One secret hardened his spirit. He was sure that the empire of Zeus must fall some day, since he knew of a danger that threatened it. For there was a certain beautiful sea-nymph, Thetis, whom Zeus desired for his wife. (This was before his marriage to Queen Juno.) Prometheus alone knew that Thetis was destined to have a son who should be far greater than his father. If she married some mortal, then, the prophecy was not so wonderful; but if she were to marry the King of gods and men, and her son should be greater than he, there could be no safety for the kingdom. This knowledge Prometheus kept securely hidden; but he ever defied Zeus, and vexed him with dark sayings about a danger that threatened his sovereignty. No torment could wring the secret from him. Year after year, lashed by the storms and scorched by the heat of the sun, he hung in chains and the vulture tore his vitals, while the young Oceanides wept at his feet, and men sorrowed over the doom of their protector.
At last that earlier enmity between the gods and the Titans came to an end. The banished rebels were set free from Tartarus, and they themselves came and besought their brother, Prometheus, to hear the terms of Zeus. For the King of gods and men had promised to pardon his enemy, if he would only reveal this one troublous secret.
In all heaven and earth there was but one thing that marred the new harmony,—this long struggle between Zeus and Prometheus; and the Titan relented. He spoke the prophecy, warned Zeus not to marry Thetis, and the two were reconciled. The hero Heracles (himself an earthly son of Zeus) slew the vulture and set Prometheus free.
But it was still needful that a life should be given to expiate that ancient sin,—the theft of fire. It happened that Chiron, noblest of all the Centaurs (who are half horses and half men), was wandering the world in agony from a wound that he had received by strange mischance. For, at a certain wedding-feast among the Lapithae of Thessaly, one of the turbulent Centaurs had attempted to steal away the bride. A fierce struggle followed, and in the general confusion, Chiron, blameless as he was, had been wounded by a poisoned arrow. Ever tormented with the hurt and never to be healed, the immortal Centaur longed for death, and begged that he might be accepted as an atonement for Prometheus. The gods heard his prayer and took away his pain and his immortality. He died like any wearied man, and Zeus set him as a shining archer among the stars.

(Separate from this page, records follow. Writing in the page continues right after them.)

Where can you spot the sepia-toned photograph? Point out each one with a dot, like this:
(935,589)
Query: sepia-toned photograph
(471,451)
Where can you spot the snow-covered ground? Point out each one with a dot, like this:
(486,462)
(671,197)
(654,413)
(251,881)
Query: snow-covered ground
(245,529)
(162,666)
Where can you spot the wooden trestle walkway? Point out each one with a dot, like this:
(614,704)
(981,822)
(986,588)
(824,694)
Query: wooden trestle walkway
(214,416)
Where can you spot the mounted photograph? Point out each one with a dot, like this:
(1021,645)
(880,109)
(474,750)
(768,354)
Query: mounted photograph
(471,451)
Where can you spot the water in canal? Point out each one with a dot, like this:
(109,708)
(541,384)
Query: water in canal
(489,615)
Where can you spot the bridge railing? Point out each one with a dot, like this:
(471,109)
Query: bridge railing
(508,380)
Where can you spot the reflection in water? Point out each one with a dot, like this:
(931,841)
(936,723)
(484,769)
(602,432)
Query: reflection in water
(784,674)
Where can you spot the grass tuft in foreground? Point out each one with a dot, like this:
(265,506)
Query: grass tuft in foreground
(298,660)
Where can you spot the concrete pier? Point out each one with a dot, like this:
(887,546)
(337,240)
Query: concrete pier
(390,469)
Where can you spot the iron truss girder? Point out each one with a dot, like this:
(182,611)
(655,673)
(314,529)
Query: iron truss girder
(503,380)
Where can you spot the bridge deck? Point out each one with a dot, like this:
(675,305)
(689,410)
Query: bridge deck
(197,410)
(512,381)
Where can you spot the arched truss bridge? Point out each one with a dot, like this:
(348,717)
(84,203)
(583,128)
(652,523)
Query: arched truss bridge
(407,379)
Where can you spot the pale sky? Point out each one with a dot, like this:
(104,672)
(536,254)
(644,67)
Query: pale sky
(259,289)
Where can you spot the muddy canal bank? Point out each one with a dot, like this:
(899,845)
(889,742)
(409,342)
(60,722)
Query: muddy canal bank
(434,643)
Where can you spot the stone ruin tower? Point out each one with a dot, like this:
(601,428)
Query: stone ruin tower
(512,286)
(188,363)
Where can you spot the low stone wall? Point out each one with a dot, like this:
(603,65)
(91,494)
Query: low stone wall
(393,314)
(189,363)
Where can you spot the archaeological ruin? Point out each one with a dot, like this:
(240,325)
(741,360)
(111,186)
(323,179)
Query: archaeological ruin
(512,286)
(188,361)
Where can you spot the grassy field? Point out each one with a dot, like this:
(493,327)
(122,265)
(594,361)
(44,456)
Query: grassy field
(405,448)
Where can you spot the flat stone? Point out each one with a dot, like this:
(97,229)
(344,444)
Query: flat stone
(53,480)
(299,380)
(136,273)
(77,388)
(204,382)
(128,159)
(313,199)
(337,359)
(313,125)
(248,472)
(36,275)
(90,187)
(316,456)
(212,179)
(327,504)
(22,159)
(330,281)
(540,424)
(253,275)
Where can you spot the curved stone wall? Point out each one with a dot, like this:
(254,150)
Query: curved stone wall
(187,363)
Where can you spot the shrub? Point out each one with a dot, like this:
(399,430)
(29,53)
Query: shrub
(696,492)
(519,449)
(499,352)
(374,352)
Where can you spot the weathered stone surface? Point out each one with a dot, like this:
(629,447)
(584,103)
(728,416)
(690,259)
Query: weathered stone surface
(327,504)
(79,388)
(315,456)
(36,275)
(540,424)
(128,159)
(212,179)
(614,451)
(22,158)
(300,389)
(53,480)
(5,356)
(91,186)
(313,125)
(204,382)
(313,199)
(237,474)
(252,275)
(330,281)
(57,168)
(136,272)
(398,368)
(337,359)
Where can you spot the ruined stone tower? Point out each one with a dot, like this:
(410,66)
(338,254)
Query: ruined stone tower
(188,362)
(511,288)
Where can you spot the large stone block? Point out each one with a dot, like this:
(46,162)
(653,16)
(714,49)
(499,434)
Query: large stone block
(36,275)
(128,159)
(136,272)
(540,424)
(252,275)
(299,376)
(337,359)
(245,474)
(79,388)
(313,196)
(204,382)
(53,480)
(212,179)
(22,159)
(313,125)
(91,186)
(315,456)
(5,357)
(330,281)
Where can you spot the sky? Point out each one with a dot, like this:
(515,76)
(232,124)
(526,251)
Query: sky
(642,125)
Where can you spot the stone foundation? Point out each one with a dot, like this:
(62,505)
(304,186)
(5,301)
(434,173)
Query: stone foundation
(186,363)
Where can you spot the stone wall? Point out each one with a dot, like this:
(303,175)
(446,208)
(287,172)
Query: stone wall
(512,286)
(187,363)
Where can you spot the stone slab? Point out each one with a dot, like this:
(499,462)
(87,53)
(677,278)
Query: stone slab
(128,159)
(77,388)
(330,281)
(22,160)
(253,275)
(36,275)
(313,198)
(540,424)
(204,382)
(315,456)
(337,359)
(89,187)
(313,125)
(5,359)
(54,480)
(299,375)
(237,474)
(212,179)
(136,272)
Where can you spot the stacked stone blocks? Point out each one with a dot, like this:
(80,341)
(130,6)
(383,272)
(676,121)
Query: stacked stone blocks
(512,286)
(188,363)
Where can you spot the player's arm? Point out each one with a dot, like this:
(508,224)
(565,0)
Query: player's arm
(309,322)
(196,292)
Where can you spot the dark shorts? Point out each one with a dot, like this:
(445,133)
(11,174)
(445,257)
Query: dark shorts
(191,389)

So ended a long feud. From the day of Prometheus, men spent their lives in ceaseless enterprise, forced to take heed for food and raiment, since they knew how, and to ply their tasks of art and handicraft, They had taken unresting toil upon them, but they had a wondrous servant at their beck and call,—the bright-eyed fire that is the treasure of the gods.
THE DELUGE.
Even with the gifts of Prometheus, men could not rest content. As years went by, they lost all the innocence of the early world; they grew more and more covetous and evil-hearted. Not satisfied with the fruits of the Earth, or with the fair work of their own hands, they delved in the ground after gold and jewels; and for the sake of treasure nations made war upon each other and hate sprang up in households. Murder and theft broke loose and left nothing sacred.
At last Zeus spoke. Calling the gods together, he said: "Ye see what the Earth has become through the baseness of men. Once they were deserving of our protection; now they even neglect to ask it. I will destroy them with my thunderbolts and make a new race."